Hwang Jungeun, I’ll Go On (2014)
Translated from the Korean by Emily Yae Won

I’ll Go On is a novel in three parts, each narrated by a different character: Sora, her sister Nana, and their childhood friend Naghi. Nana is pregnant, which is tough news for Sora to take, because it puts her in mind of the difficult relationship she and Nana had with their own mother. Hwang’s novel chronicles a process of coming to terms with (or trying to break away from) past and present. I particularly like the different voices captured in Yae Won’s translation, as they cast each narrator in a different light from section to section.

Trevor Mark Thomas, The Bothy (2019)

This debut novel begins with Tom fleeing to a remote, run-down pub called the Bothy. His girlfriend’s family blame Tom for her death, and now there is a price on his head. He is taken in by Frank, the gangster in charge of the Bothy, but even this may not be enough to protect him. By keeping the focus tightly on Tom’s present predicament, rather than the background that led up to it, Thomas gives his novel a sense of urgency and drive which pushes the reader on. The Bothy is a hothouse of character that remains tense to the end.

Bloody January – Alan Parks

To start the blogging year, I’m looking at some debut crime fiction. The author Alan Parks worked in the music industry in London for many years, but recently returned to Glasgow to write. Bloody January is the first in a planned series of novels set in the 1970s and featuring Detective Harry McCoy. 

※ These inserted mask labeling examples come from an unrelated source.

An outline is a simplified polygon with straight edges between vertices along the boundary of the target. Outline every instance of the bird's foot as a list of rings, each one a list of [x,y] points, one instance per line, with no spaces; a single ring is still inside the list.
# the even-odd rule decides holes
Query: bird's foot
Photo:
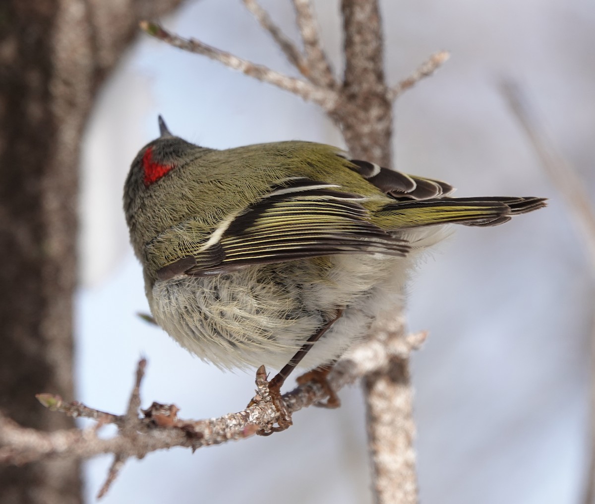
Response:
[[[322,387],[322,390],[328,397],[324,402],[319,401],[316,403],[315,406],[319,408],[333,409],[339,408],[341,405],[341,400],[328,383],[328,373],[331,369],[333,369],[332,365],[319,366],[296,378],[296,381],[300,385],[303,385],[308,381],[315,381]]]
[[[261,402],[272,402],[278,414],[277,425],[271,424],[265,429],[260,429],[256,431],[259,436],[270,436],[274,432],[281,432],[293,424],[292,414],[287,409],[281,394],[281,387],[285,381],[284,377],[278,374],[270,381],[267,378],[265,367],[261,366],[256,370],[256,395],[250,401],[248,407]]]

The first thing that hit me on reading the novel was the vivid setting: McCoy’s Glasgow is a city of great, grimy buildings – from the opening scene in Barlinnie prison onwards – and gloomy pubs. It’s a place in the midst of change, where those in the know can take advantage; but also a place where old power and money still hold sway. 

Harry McCoy travels to Barlinnie on 1 January 1973 at the behest of the notorious Howie Nairn. The prisoner has a tip-off for McCoy: a girl named Lorna will be killed the next day. It’s not much to go on, but McCoy does his best to work out who this Lorna might be. He’s waiting at the bus station for her to arrive in the city centre for work when he hears a gunshot. He is too late to save Lorna, but not too late to miss the teenage boy who shot her turn the gun on himself. Shortly after this, Howie Nairn is found dead in the showers at Barlinnie; McCoy takes it upon himself to find out just what has gone on and why – even when doing so brings him into conflict with his superiors. 

I found Harry McCoy a compelling character to spend time with. He’s an unusual figure in the Glasgow police force: Catholic background, grew up partly in a children’s home, yet made detective by the age of thirty. His boss Murray took a shine to McCoy when few others did, but Harry is no teacher’s pet. In the children’s home, he was saved from the most severe punishments by Stevie Cooper, who has grown up to become a key figure in Glasgow criminal underworld. The two still find each other useful contacts, and whenever McCoy may have doubts Cooper is quick to remind McCoy of how much he did for him. This helps steer McCoy’s characterisation away from the stereotypical ‘bent copper’ who’ll do whatever he wants to get a result and satisfy his urges. Rather, Harry McCoy is presented an individual who, almost of necessity, lives on the edge of the underworld and knows the risks if he reaches too far in. 

Bloody January takes us on a tour of McCoy’s world, from the fringes of society to the seemingly untouchable Dunlops, Glasgow’s richest family. It’s a brisk journey that I thoroughly enjoyed; I’ll be looking out for more tales of Harry McCoy in the future.

Book details 

Bloody January (2017) by Alan Parks, Canongate, 336 pages, hardback (review copy).

The US edition of Bloody January will be published by Europa Editions in March 2018.